Lalu lintas pelayaran melalui Selat Hormuz melambat, sementara Iran mengancam akan melakukan pembalasan jika AS melancarkan serangan baru.
Kenaikan harga minyak membuat prospek inflasi menjadi semakin sulit diprediksi,” kata senior financial market analyst di Capital.com, Kyle Rodda.
Sektor energi menjadi sektor dengan kinerja terbaik di S&P 500, naik 1,49 persen. Saham Marathon Petroleum naik 1,85 persen, sementara Occidental Petroleum menguat 2,07 persen.
Sektor utilitas dan material dasar juga masing-masing naik 0,7 persen dan 0,1 persen.
Kenaikan imbal hasil (yield) surat utang pemerintah AS yang dianggap sebagai aset bebas risiko dalam beberapa pekan terakhir membuat saham menjadi kurang menarik bagi investor, karena mereka harus mengambil risiko lebih besar untuk berinvestasi di pasar saham.
Yield obligasi pemerintah AS tenor 10 tahun naik 0,42 basis poin menjadi 4,7882 persen pada Selasa.
Saham perusahaan pembuat chip menguat, didorong optimisme terhadap perkembangan kecerdasan buatan (AI).
Intel melonjak 5,99 persen, sedangkan Qualcomm naik 5,14 persen setelah perusahaan tersebut mencapai kesepakatan senilai USD4 miliar dengan Amazon untuk mengembangkan chip AI khusus.
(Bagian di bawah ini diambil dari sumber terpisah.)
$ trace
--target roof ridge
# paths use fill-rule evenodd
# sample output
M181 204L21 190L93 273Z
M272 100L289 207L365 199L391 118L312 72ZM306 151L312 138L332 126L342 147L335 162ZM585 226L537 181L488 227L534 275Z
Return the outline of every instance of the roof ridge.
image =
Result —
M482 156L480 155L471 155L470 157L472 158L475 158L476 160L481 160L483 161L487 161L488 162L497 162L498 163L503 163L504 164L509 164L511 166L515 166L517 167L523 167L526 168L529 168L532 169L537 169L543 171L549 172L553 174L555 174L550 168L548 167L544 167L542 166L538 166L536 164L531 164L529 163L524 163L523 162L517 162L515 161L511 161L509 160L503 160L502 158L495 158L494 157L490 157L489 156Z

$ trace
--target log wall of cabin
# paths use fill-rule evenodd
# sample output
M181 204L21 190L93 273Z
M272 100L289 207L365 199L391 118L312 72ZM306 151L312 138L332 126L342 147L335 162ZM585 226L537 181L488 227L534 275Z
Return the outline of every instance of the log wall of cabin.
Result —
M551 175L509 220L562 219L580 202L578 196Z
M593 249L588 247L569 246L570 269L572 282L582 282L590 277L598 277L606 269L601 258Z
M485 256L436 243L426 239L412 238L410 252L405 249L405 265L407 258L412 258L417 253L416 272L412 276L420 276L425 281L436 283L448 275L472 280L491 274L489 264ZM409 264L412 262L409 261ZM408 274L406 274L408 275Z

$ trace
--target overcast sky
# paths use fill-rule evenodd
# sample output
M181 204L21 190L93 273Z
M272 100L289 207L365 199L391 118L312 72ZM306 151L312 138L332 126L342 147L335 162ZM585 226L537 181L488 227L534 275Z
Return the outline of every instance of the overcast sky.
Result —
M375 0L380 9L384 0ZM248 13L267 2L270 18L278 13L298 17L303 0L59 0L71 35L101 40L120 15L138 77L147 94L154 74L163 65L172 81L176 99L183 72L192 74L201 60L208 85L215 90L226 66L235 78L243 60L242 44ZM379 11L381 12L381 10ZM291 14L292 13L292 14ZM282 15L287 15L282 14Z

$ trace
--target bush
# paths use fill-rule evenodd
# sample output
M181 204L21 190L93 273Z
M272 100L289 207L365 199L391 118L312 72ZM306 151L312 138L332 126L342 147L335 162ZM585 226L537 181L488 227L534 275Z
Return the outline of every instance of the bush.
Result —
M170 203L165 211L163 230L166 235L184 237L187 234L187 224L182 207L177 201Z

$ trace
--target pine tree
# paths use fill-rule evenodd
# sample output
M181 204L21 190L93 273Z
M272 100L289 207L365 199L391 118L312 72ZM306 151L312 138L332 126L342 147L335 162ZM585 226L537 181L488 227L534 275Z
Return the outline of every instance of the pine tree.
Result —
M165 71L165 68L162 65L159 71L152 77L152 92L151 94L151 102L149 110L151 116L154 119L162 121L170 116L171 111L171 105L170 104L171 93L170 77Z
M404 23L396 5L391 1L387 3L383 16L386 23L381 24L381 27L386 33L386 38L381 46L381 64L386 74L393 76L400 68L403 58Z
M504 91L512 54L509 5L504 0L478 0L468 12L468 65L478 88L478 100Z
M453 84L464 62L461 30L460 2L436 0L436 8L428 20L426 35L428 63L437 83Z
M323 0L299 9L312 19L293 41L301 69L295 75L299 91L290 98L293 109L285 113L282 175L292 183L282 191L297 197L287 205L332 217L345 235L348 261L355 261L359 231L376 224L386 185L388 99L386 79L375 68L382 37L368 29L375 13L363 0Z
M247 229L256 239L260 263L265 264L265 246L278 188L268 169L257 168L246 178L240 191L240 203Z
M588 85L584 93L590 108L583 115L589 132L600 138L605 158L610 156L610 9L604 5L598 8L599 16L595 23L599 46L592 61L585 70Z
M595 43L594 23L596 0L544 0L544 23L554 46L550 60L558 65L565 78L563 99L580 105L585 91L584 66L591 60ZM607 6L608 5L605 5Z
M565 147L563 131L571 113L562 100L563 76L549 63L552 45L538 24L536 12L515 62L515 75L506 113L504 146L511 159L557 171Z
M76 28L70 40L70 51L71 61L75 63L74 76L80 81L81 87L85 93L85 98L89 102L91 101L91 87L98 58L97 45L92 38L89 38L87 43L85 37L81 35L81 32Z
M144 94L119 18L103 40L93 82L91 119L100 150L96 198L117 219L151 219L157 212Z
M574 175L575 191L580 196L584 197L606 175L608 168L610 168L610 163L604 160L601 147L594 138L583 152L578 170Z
Di NYSE, jumlah saham yang mengalami penurunan lebih banyak daripada saham yang naik dengan rasio 1,41 banding 1. Di Nasdaq, rasionya mencapai 1,62 banding 1.
S&P 500 mencatat tiga saham yang mencapai level tertinggi dalam 52 minggu terakhir dan empat saham yang mencapai level terendah baru. Sementara itu, Nasdaq Composite mencatat 27 saham yang mencapai level tertinggi baru dan 57 saham yang mencapai level terendah baru.